Below is perhaps a possible proof of Brocard’s Problem, which is a famous problem stating that for $n, m \in \mathbb{Z^+}$, there only exists finitely many solutions to the equation $n! + 1 = m^2$ such that only three ordered pairs $(m, n)$ satisfy this equation. Each pair are known as the Brown Numbers, and a notable mathematician named Paul Erdós had also conjectured this problem.
$\longrightarrow$ A possible proof of Brocard’s Problem $-$ Joseph Marx $\longleftarrow$
I read through it and it does look correct. It mentions that $\sqrt{n!}$ is irrational, even though $\sqrt{0!} = 1^2$ but that case is not important. Since $n$ and $m$ are positive integers, this implies that $n > 0$, so we do not consider this case. Thus, for all the rest of the positive integers $n$, we know that $\sqrt{n!}$ is irrational, therefore $\sqrt{n!} \neq m$ because $m$ is also a positive integer, and all positive integers are rational.
So the question is as follows: Is the supposed proof of Brocard’s Problem actually valid? I can be naive sometimes...

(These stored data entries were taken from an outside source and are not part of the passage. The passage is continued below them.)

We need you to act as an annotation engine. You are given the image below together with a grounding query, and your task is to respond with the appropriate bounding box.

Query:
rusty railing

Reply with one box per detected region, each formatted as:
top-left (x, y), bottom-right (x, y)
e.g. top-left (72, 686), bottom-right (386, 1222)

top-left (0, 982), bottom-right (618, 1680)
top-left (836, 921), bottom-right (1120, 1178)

The "proof" is not very sophisticated and falls apart at the end through a misunderstanding of the basic properties of limits. Starting from
$$\sqrt n! = m O(\sqrt n!),$$
which is just a rearrangement of the initial equation $n!=m^2+1$, the author takes the limit on one side to get:
$$\lim_{n\to\infty} \sqrt n! = m O(\sqrt n!).$$
This makes little sense. The author then uses the fact that $\lim_{n\to\infty}O(\sqrt n!)=1$ to claim that there is a contradiction, since $\sqrt n! \neq m$. This is not how limits work.